Dix-huit ans après les faits, un ancien militaire allemand a nié jeudi à l’ouverture de son procès être l’auteur d’un attentat « raciste » à Düsseldorf qui avait fait dix blessés, dont six juifs, choquant l’Allemagne.
Vêtu d’un sweat-shirt gris, Ralf Spies a fait son entrée dans la salle du tribunal de Düsseldorf (ouest) le visage dissimulé derrière un classeur. Puis, l’homme de 51 ans a soutenu d’emblée n’être pour rien dans l’attaque, répétant ne pas connaître l’identité de l’auteur.
Au moment de l’attentat, le 27 juillet 2000, cette figure de la scène néonazie de Düsseldorf était dans un salon de tatouage, avant de partir promener son chien puis de rentrer chez lui, a-t-il expliqué.
Ralf Spies comparaît jusqu’en juillet pour 12 tentatives de meurtres et encourt la prison à vie.
Le parquet le soupçonne d’avoir fabriqué, posé et déclenché à distance une bombe le 27 juillet 2000, près d’une gare en banlieue de Düsseldorf.
« L’accusé est soupçonné d’avoir utilisé la vulnérabilité des victimes et d’avoir agi pour des motifs racistes », a indiqué à la presse en marge de l’audience le procureur Ralf Herrenbrück.
La bombe avait explosé au moment où passait un groupe d’une douzaine de personnes originaires de pays d’ex-URSS qui sortaient de leur cours d’allemand.
Dix personnes avaient été blessées, certaines très grièvement. Six étaient de confession juive. L’une des victimes, une Ukrainienne enceinte de cinq mois, a perdu son bébé dans l’attentat. Son mari a lui failli mourir.
Débat sur les violences racistes
L’école de langue, avec laquelle l’accusé avait eu plusieurs différends, était située non loin d’un magasin de surplus militaire alors tenu par Ralf Spies.
Entendu peu après l’attentat, le suspect avait cependant été relâché, faute de preuves. L’enquête s’était ensuite enlisée pendant de longues années, malgré près de mille interrogatoires.
Le mobile raciste n’avait pas non plus pu être immédiatement démontré.
Néanmoins, l’attaque avait ébranlé l’Allemagne, déclenchant 55 ans après la chute du IIIe Reich un vif débat sur la violence d’extrême-droite à laquelle le pays est régulièrement confronté.
Ce fut encore le cas en 2015 lorsque l’arrivée de centaines de milliers de demandeurs d’asile avait conduit à une explosion des attaques visant des foyers de réfugiés.

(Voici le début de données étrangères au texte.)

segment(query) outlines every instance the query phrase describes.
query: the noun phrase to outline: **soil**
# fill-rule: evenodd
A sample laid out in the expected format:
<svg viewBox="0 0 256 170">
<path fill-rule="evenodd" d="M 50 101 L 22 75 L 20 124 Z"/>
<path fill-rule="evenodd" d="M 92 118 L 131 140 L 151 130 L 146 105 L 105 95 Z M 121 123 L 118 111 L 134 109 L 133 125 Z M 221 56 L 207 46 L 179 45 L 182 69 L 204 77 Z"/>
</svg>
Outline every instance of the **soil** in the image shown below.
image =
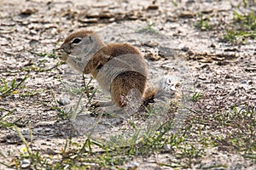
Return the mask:
<svg viewBox="0 0 256 170">
<path fill-rule="evenodd" d="M 30 124 L 33 149 L 44 155 L 60 154 L 67 138 L 84 142 L 83 134 L 90 133 L 96 121 L 88 108 L 83 108 L 88 102 L 85 96 L 79 108 L 83 110 L 73 125 L 56 109 L 75 108 L 80 95 L 72 95 L 70 90 L 79 89 L 84 82 L 81 75 L 51 54 L 67 35 L 79 29 L 96 31 L 107 43 L 125 42 L 136 46 L 145 56 L 150 81 L 168 76 L 178 82 L 183 95 L 190 95 L 192 88 L 211 94 L 213 97 L 204 99 L 201 105 L 208 114 L 225 111 L 230 105 L 256 105 L 255 40 L 248 39 L 244 44 L 222 41 L 236 7 L 247 10 L 242 1 L 188 0 L 177 1 L 175 5 L 166 0 L 2 0 L 0 5 L 0 88 L 3 79 L 10 86 L 14 79 L 20 82 L 27 76 L 22 88 L 0 97 L 0 117 L 10 113 L 3 120 L 17 124 L 26 139 Z M 201 13 L 210 17 L 211 31 L 194 26 Z M 86 75 L 85 82 L 90 78 Z M 90 86 L 92 90 L 97 88 L 95 80 Z M 105 96 L 97 90 L 93 100 Z M 186 99 L 182 102 L 192 106 Z M 177 116 L 179 123 L 173 132 L 182 127 L 185 116 Z M 118 134 L 127 116 L 120 117 L 103 118 L 93 129 L 94 137 L 106 139 Z M 158 115 L 154 121 L 163 118 Z M 4 157 L 4 163 L 11 162 L 24 145 L 13 128 L 0 128 L 0 157 Z M 139 163 L 138 169 L 168 169 L 159 162 L 168 162 L 172 156 L 138 156 L 132 162 Z M 225 164 L 227 167 L 216 169 L 256 169 L 255 162 L 217 147 L 207 149 L 197 162 L 191 168 Z M 0 169 L 6 168 L 0 165 Z"/>
</svg>

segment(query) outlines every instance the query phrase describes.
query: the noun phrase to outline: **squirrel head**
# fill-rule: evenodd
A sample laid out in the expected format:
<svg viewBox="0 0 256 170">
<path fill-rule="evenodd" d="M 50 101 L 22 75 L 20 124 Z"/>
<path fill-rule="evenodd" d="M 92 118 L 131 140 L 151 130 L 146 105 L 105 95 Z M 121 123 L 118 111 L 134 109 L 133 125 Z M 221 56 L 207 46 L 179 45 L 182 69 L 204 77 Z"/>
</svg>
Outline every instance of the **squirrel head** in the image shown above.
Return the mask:
<svg viewBox="0 0 256 170">
<path fill-rule="evenodd" d="M 97 35 L 91 31 L 79 31 L 70 34 L 61 46 L 60 52 L 61 60 L 65 60 L 68 55 L 73 55 L 83 59 L 88 54 L 94 54 L 102 48 L 103 42 Z"/>
</svg>

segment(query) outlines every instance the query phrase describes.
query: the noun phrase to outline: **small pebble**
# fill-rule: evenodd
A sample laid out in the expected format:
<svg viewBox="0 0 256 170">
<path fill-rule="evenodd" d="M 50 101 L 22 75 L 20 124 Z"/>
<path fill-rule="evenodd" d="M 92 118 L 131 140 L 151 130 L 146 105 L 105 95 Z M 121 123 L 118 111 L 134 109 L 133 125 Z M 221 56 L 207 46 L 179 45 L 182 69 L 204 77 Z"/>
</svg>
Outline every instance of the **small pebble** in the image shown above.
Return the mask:
<svg viewBox="0 0 256 170">
<path fill-rule="evenodd" d="M 139 163 L 137 162 L 131 162 L 129 165 L 128 165 L 128 167 L 127 167 L 127 170 L 135 170 L 135 169 L 137 169 L 137 167 L 139 167 Z"/>
<path fill-rule="evenodd" d="M 31 162 L 30 162 L 30 160 L 25 159 L 25 160 L 23 160 L 23 161 L 21 162 L 20 167 L 21 167 L 21 168 L 27 168 L 27 167 L 29 167 L 30 163 L 31 163 Z"/>
<path fill-rule="evenodd" d="M 245 83 L 247 83 L 247 81 L 246 80 L 242 80 L 242 81 L 241 81 L 241 83 L 245 84 Z"/>
</svg>

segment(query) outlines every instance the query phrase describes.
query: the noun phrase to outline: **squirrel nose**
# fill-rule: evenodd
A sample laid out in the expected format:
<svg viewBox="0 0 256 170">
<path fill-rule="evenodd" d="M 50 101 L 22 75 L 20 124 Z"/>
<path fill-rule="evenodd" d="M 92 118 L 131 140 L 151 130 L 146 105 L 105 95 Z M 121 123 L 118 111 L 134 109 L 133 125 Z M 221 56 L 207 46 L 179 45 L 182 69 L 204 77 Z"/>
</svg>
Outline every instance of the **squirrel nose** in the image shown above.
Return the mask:
<svg viewBox="0 0 256 170">
<path fill-rule="evenodd" d="M 67 53 L 67 54 L 70 54 L 70 51 L 65 50 L 62 48 L 57 48 L 55 50 L 59 52 L 59 53 Z"/>
</svg>

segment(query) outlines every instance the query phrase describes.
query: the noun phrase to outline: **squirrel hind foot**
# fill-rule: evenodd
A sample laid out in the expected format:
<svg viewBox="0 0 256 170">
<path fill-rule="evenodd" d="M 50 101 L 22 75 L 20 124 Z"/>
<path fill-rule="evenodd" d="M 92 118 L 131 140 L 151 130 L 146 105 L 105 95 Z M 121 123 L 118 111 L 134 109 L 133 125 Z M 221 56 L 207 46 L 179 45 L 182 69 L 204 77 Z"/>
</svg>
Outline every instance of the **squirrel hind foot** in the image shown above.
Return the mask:
<svg viewBox="0 0 256 170">
<path fill-rule="evenodd" d="M 121 108 L 142 102 L 147 77 L 139 72 L 125 71 L 118 75 L 111 83 L 113 101 Z"/>
</svg>

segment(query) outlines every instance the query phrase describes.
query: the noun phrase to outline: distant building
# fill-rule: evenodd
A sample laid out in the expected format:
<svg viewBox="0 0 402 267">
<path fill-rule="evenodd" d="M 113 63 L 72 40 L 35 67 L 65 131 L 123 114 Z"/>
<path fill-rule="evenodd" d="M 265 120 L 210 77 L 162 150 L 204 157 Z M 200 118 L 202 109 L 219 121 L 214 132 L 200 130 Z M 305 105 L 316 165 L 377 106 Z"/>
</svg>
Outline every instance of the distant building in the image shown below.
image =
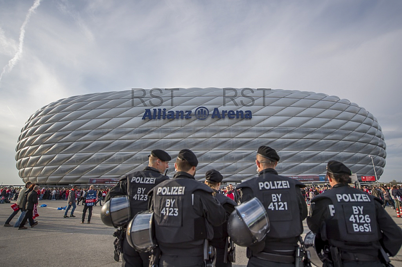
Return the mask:
<svg viewBox="0 0 402 267">
<path fill-rule="evenodd" d="M 386 146 L 376 119 L 357 104 L 311 92 L 250 88 L 136 89 L 72 96 L 31 116 L 17 146 L 24 182 L 109 183 L 147 164 L 153 149 L 173 164 L 182 149 L 224 182 L 256 174 L 256 151 L 278 151 L 283 175 L 323 175 L 344 163 L 358 177 L 379 177 Z M 105 180 L 109 179 L 109 180 Z M 95 180 L 95 182 L 93 182 Z"/>
</svg>

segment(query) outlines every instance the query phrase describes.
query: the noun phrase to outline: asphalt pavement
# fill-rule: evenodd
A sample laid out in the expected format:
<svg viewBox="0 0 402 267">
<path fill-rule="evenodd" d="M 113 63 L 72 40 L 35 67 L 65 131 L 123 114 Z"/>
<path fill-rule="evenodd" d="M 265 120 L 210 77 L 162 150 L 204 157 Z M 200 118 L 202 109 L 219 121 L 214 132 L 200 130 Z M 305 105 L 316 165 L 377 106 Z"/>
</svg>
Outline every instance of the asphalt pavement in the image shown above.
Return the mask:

Et la découverte en 2011 qu’une dizaine de meurtres remontant aux années 2000 étaient des crimes racistes, commis par trois militants néo-nazis du groupuscule « Clandestinité nationale-socialiste » (NSU), a également bouleversé le pays et mis en évidence les défaillances de la police et du renseignement intérieur, incapables de neutraliser un trio qui a agi en toute impunité pendant des années.
« Rageant »
C’est cette affaire qui a d’ailleurs relancé l’enquête sur l’attentat de Düsseldorf, les enquêteurs ayant voulu savoir si un lien existait.
Finalement si Ralf Spies a été interpellé en février 2017, c’est parce que la police a pu notamment obtenir le témoignage d’un codétenu en 2014 à qui il aurait confié lors d’une brève incarcération avoir « fait sauter des ‘basanés’ dans une gare », des aveux contesté par la défense.
« C’est évidemment gênant et rageant (…) que ça ait pris si longtemps pour arrêter l’auteur présumé », s’est agacé le président de la Communauté juive de Düsseldorf, Michael Szentei-Heise, dans l’édition en ligne du journal régional Rheinische Post.
L’ex-petite amie de l’accusé a révélé aux enquêteurs avoir vu à l’époque une bombe posée sur la table de la cuisine.
L’accusation soutient que Ralf Spies avait appris à fabriquer des bombes à l’armée, et qu’il a donc pu réaliser l’engin en question, déclenché à distance. Selon la police, il est aussi tatoué d’une croix gammée et d’une forteresse nazie.
Cette affaire fait écho à celui de Franco Albrecht, militaire allemand suspecté depuis l’an passé d’avoir fomenté un rocambolesque projet d’attentat en se faisant passer pour un réfugié syrien.
L’affaire avait éclaboussé l’armée, accusée de ne pas suffisamment lutter contre les idées d’extrême droite en son sein.